22 abril, 2008

Mãos de Fátima





Estes tradicionais batentes que são visíveis em algumas portas mais antigas nas cidades e vilas do sul do país são o reflexo de uma tradição simbólica muito antiga com raízes nas civilizações clássicas, de carácter apotropáico. Este valor atribuído à representação de uma mão decorre, provavelmente, da força simbólica deste orgão que actua muitas vezes como o tradutor por excelência das vontades e acções humanas. É assim que a mão estendida é um amuleto que se aplica em vários contextos ao longo do tempo e em suportes diferenciados, entre os quais os batentes de uma porta. Deste modo, também se verificou ao longo do tempo a apropriação religiosa do símbolo, conferindo-lhe, conforme os casos, a carga simbólica associada ao elemento religioso que o acompanha.
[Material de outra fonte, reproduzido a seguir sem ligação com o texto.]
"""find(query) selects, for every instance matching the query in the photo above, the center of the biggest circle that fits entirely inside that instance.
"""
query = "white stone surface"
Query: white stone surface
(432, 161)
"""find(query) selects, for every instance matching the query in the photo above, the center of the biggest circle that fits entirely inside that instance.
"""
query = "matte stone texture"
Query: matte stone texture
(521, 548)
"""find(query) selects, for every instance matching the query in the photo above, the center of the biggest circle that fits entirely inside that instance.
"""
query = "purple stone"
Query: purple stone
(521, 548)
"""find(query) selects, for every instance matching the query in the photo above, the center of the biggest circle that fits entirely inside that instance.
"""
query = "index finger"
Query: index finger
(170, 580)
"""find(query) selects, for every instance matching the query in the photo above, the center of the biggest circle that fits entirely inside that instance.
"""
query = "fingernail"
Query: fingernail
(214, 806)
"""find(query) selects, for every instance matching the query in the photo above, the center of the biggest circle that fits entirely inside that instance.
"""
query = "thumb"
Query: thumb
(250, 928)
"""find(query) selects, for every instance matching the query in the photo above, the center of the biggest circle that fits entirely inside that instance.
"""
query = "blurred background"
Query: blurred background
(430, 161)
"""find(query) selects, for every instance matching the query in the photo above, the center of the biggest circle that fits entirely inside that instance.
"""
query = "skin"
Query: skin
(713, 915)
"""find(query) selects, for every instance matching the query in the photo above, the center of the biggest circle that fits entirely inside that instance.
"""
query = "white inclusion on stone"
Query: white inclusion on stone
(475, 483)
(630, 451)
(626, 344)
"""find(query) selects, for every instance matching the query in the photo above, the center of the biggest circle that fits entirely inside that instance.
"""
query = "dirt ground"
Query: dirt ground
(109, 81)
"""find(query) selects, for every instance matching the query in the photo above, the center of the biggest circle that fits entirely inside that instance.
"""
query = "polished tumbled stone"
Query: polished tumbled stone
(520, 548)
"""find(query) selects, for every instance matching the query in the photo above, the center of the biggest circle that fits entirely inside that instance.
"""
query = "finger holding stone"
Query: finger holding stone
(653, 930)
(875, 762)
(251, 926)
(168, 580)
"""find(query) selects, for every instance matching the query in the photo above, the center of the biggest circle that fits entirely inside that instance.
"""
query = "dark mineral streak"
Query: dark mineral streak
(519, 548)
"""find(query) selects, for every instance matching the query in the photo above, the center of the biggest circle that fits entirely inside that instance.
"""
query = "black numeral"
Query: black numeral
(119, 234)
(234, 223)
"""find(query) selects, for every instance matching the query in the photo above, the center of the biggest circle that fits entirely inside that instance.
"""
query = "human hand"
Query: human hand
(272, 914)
Por exemplo, no Judaísmo faz-se corresponder o amuleto à “mão de Miriam”, irmã de Moisés e Araão, e utiliza-se contra o mau-olhado e outras espécies de desgraças. Para este fim é costume pendurá-lo ao pescoço, nas portas das casas, no automóvel ou simplesmente usá-lo na carteira e em outros locais sempre com o intuito da protecção.
Entre nós estes batentes são normalmente entendidos como uma herança cultural árabe/berbere que invocam Fátima, filha de Maomé, o que se reflecte na designação que lhe é atribuída – “Mãos de Fátima”. Estes batentes que podem ocorrer sozinhos ou aos pares são idênticos aos que se vêem um pouco por todo o Magreb.
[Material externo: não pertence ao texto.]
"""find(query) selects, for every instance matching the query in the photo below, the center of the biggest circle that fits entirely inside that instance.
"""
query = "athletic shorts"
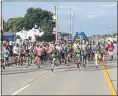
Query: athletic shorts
(15, 54)
(22, 55)
(27, 55)
(41, 57)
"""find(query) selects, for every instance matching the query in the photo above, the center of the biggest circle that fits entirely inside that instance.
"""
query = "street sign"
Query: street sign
(54, 30)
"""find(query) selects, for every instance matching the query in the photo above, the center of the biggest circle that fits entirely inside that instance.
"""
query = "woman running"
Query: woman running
(54, 57)
(6, 54)
(27, 56)
(78, 57)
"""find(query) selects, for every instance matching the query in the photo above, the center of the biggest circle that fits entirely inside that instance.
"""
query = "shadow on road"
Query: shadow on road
(90, 67)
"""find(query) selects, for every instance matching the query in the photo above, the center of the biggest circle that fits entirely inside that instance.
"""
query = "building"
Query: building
(9, 36)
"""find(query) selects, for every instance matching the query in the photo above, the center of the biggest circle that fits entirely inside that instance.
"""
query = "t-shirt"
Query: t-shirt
(40, 51)
(6, 53)
(110, 47)
(16, 50)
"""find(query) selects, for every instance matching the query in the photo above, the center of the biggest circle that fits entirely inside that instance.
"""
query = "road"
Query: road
(19, 80)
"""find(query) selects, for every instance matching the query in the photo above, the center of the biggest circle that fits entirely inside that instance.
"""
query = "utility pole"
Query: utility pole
(56, 14)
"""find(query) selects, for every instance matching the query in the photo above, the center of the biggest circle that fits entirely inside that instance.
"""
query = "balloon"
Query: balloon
(36, 36)
(41, 34)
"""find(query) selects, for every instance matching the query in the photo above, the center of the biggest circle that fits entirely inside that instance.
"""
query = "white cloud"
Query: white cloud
(109, 5)
(92, 16)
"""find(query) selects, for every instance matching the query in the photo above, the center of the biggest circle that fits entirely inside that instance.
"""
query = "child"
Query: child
(97, 58)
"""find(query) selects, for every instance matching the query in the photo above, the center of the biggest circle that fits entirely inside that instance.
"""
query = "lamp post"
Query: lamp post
(56, 20)
(71, 21)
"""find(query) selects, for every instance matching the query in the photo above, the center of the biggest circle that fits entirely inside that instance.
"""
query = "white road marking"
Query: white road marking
(21, 89)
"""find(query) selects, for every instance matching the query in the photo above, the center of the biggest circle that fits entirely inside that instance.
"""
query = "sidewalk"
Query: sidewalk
(11, 61)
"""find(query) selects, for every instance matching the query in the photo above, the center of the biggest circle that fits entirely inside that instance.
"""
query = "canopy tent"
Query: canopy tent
(33, 34)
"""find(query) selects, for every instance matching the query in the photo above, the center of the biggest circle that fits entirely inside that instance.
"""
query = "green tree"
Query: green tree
(33, 16)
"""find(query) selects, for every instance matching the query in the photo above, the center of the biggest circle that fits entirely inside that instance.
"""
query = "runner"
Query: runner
(110, 50)
(54, 57)
(16, 52)
(6, 55)
(27, 54)
(78, 57)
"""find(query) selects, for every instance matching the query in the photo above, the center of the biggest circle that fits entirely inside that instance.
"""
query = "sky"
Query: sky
(92, 17)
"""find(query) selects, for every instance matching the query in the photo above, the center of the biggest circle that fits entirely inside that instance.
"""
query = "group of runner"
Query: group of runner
(55, 54)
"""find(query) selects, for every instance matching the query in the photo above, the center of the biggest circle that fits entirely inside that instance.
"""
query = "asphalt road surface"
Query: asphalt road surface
(19, 80)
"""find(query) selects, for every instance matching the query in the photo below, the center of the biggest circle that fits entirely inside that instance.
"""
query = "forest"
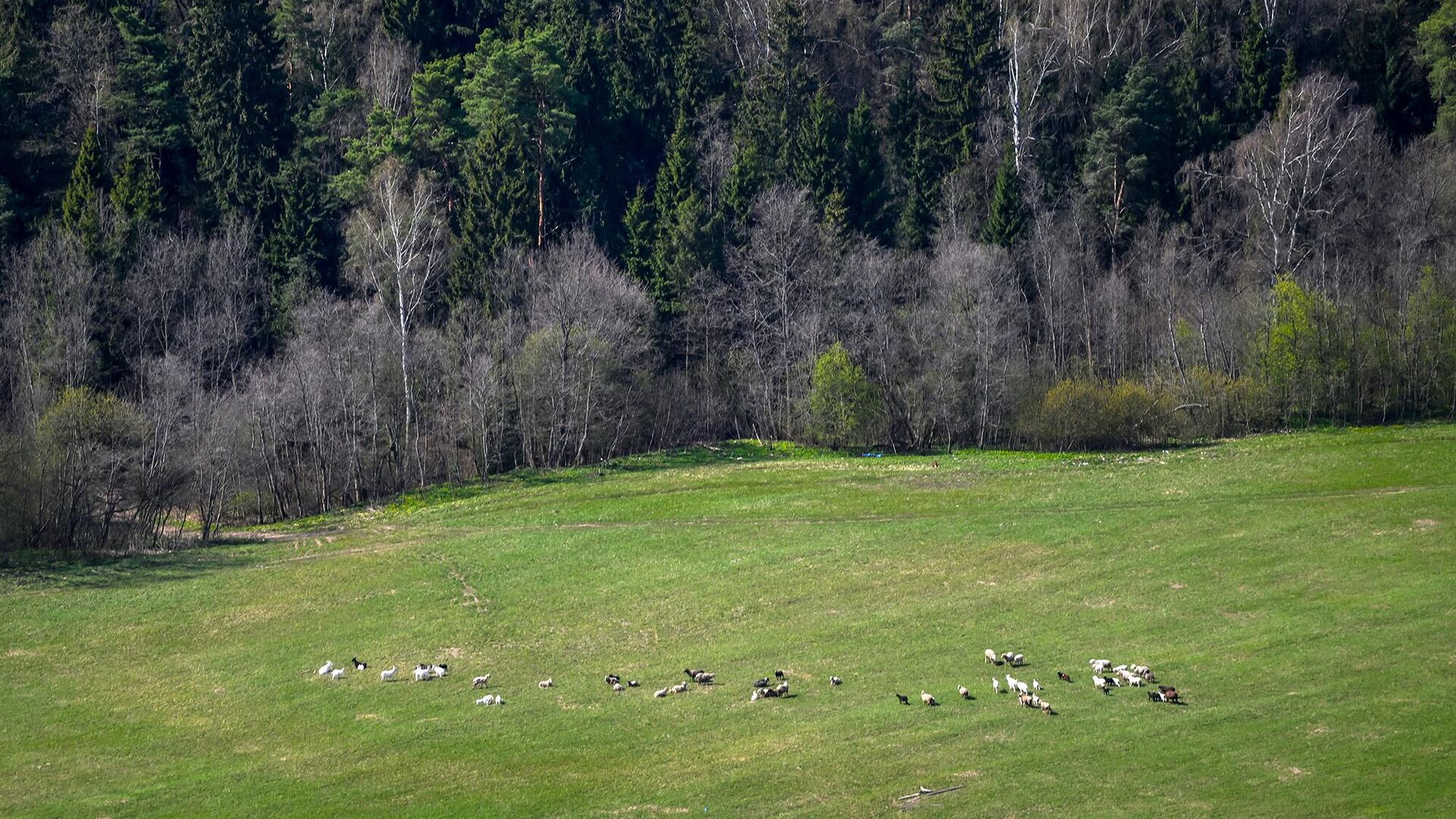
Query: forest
(264, 260)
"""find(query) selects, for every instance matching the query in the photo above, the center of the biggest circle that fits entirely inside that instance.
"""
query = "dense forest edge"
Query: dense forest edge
(270, 260)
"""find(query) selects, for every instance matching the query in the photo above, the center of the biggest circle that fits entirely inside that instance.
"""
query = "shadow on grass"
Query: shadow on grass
(34, 570)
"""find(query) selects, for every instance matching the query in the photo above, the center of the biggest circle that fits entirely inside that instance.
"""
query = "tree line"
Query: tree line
(264, 260)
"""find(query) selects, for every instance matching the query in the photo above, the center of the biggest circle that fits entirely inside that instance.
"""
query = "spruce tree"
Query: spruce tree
(237, 101)
(1008, 213)
(494, 212)
(968, 55)
(864, 172)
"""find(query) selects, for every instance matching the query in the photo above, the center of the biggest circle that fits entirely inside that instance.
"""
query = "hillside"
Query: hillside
(1296, 589)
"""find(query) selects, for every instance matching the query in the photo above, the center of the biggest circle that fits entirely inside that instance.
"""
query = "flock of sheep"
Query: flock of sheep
(1028, 695)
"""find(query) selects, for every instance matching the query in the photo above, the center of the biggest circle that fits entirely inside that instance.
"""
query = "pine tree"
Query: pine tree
(864, 172)
(1008, 213)
(494, 212)
(968, 55)
(237, 101)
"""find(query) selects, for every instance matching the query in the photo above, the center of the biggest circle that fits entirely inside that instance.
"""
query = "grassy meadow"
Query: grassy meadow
(1298, 589)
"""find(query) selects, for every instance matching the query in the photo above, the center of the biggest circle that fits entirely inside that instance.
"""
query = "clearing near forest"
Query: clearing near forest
(1299, 591)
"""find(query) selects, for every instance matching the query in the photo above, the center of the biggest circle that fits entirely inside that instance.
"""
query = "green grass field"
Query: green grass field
(1299, 591)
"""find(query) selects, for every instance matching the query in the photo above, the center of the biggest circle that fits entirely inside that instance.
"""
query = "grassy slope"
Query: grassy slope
(1298, 589)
A importância de Fátima no mundo islâmico (independentemente das várias correntes que lhe atribuem mais ou menos importância) prende-se com o facto de ser ela que assegura a descendência do Profeta e, simbolicamente, da palavra da qual é portador, pois toda a linhagem de Maomé passa através da sua filha mais nova e de seus filhos. Para além disso, Fátima foi aquela que nasceu após a revelação e Maomé afirmou ser ela “uma parte de si mesmo” e a mulher/mãe de maior virtude sendo o exemplo feminino e matriacal no Islão e gozando, por isso, de um tratamento e de uma dignidade especiais que se estenderam até na morte. Daí que a representação da mão associada ao nome de Fátima sugira um talismã de características essencialmente maternais e femininas, funcionando até como adorno simbólico. Relativamente à sua representação nos batentes ou portas das habitações, a sua linguagem é a mesma, pois funcionaria como elemento de delimitação protectora do espaço sagrado do lar que é associado às várias nuances do mundo feminino.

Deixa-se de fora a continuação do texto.